Carmelo Quarta, Daniela Cota
Int J Obes. 2020-04-21; :
DOI: 10.1038/s41366-020-0577-8

Lire sur PubMed

Pharmacological blockers of the cannabinoid receptor type-1 (CB1) have been
considered for a long time as the holy grail of obesity pharmacotherapy. These
agents were hastily released in the clinical setting, due to their clear-cut
therapeutic efficacy. However, the first generation of these drugs, which were
able to target both the brain and peripheral tissues, had serious
neuropsychiatric effects, leading authorities to ban their clinical use. New
peripherally restricted CB1 blockers, characterized by low brain penetrance, have
been developed over the past 10 years.
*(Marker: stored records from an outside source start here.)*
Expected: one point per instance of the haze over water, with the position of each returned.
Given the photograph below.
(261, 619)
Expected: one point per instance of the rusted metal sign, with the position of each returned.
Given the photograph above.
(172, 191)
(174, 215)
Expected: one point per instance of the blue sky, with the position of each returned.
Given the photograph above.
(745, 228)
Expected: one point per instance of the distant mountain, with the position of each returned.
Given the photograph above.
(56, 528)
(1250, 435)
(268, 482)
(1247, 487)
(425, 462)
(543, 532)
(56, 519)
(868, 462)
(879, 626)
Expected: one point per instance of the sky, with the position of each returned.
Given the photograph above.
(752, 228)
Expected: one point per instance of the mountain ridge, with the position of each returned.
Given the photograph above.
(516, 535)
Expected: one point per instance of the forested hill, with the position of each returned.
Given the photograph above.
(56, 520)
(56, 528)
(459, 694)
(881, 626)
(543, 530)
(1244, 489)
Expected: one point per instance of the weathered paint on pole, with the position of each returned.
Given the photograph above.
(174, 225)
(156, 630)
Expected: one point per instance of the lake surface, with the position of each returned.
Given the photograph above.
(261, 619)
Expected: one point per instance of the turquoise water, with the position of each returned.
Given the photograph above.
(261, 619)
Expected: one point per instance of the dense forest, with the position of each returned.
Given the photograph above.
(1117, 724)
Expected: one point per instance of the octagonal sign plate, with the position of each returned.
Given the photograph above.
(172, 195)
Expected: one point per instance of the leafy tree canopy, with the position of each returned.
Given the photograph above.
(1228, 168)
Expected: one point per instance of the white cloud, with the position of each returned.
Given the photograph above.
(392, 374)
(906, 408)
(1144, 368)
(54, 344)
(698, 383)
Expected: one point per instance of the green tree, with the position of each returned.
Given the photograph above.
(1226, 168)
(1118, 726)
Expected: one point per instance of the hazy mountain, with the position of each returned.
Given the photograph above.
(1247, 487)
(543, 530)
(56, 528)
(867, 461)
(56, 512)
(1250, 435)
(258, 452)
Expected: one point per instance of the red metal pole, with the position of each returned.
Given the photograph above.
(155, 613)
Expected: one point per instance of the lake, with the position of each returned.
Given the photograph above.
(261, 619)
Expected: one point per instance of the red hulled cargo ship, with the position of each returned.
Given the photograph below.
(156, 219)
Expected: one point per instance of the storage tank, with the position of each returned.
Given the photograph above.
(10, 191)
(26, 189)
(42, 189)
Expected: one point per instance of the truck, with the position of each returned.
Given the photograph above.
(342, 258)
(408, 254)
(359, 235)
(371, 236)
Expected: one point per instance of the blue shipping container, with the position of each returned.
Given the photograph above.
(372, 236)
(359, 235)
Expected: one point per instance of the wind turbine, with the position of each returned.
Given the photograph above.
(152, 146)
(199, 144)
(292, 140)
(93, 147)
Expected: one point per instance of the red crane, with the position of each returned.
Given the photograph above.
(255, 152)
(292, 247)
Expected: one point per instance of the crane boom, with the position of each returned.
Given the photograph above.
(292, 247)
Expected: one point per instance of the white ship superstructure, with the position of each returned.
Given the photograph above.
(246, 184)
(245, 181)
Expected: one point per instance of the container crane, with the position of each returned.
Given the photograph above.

In preclinical studies, these molecules
seem to overcome the neuropsychiatric negative effects previously observed with
brain-penetrant CB1 inhibitors, while retaining or even outperforming their
efficacy. The mechanisms of action of these peripherally restricted compounds are
only beginning to emerge, and a balanced discussion of the risk/benefits ratio
associated to their possible clinical use is urgently needed, in order to avoid
repeating past mistakes. Here, we will critically discuss the advantages and the
possible hidden threats associated with the use of peripheral CB1 blockers for
the pharmacotherapy of obesity and its associated metabolic complications. We
will address whether this novel pharmacological approach might ‘compete’ with
current pharmacotherapies for obesity and diabetes, while also conceptualizing
future CB1-based pharmacological trends that may significantly lower the
risk/benefits ratio associated with the use of these drugs.